Negli abissi degli oceani e dei mari si trovano oltre 8.500 relitti provenienti dalle due guerre mondiali, contenenti una quantità stimata fino a 6 miliardi di galloni di petrolio, munizioni, metalli pesanti tossici e persino armi chimiche. Questi relitti, per lungo tempo trascurati, stanno subendo un progressivo deterioramento delle loro strutture, aumentando il rischio di rilasci improvvisi di sostanze tossiche nell’ambiente marino. Il cambiamento climatico, in alcune regioni del mondo, sta aggravando questa situazione, con l’aumento delle temperature oceaniche, l’acidificazione e l’intensificarsi delle tempeste che accelerano il processo di deterioramento dei relitti.
Non sono solo i relitti delle guerre mondiali a costituire una minaccia sul fondo del mare, ma numerosi altri contribuiscono al problema. Il costo per affrontare questa sfida globale è stato stimato a 340 miliardi di dollari statunitensi. Ma quanto rappresentano questi relitti una minaccia per la sicurezza delle persone, delle comunità costiere e dell’ambiente? E cosa possiamo fare al riguardo, e perché non lo abbiamo fatto prima?
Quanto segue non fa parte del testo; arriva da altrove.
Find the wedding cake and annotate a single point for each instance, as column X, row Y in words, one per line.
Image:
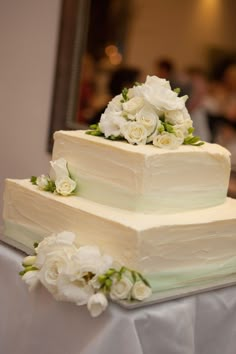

La mappatura del problema è essenziale per comprendere appieno l’entità della sfida. I dati grezzi in dollari e il numero di relitti sulla mappa possono suscitare preoccupazione, ma va tenuto presente che gli oceani e i mari del mondo non sono così ben mappati come si potrebbe pensare, con solo circa il 23% descritto e mappato in dettaglio. Il progetto Seabed 2030 mira a migliorare la mappatura dello spazio oceanico, con l’obiettivo di raggiungere una risoluzione universale di 100×100 metri, che rivoluzionerebbe la nostra comprensione del fondale oceanico.
Gli archivi storici, come quelli conservati dalla Lloyd’s Register Foundation di Londra, sono fondamentali per avere una visione più chiara della situazione. Tuttavia, l’accuratezza delle posizioni dei relitti è variabile, e spesso si riscontrano errori nella localizzazione. La corsa contro il tempo è in atto, poiché la maggior parte dei relitti preoccupanti è di costruzione metallica, con l’acciaio che si degrada lentamente, aumentando il rischio di fuoriuscite e deterioramento.
La necessità di affrontare questo problema è sempre più riconosciuta a livello globale, ma le sfide sono molteplici. La responsabilità e il finanziamento per la bonifica sono questioni complesse, soprattutto quando i relitti si trovano in acque al di fuori dei confini dei paesi. La collaborazione tra diverse discipline, come storia, archeologia, ingegneria, biologia e geofisica, è essenziale per affrontare questa sfida in modo efficace.
Le nuove tecnologie, come i droni subacquei autonomi, possono contribuire a migliorare la conoscenza sui relitti, ma è fondamentale condividere le informazioni e collaborare per ottenere una comprensione più approfondita della situazione. L’azione è necessaria ora, supportata da un solido quadro normativo e di finanziamento, per affrontare questa sfida in modo efficace e sostenibile.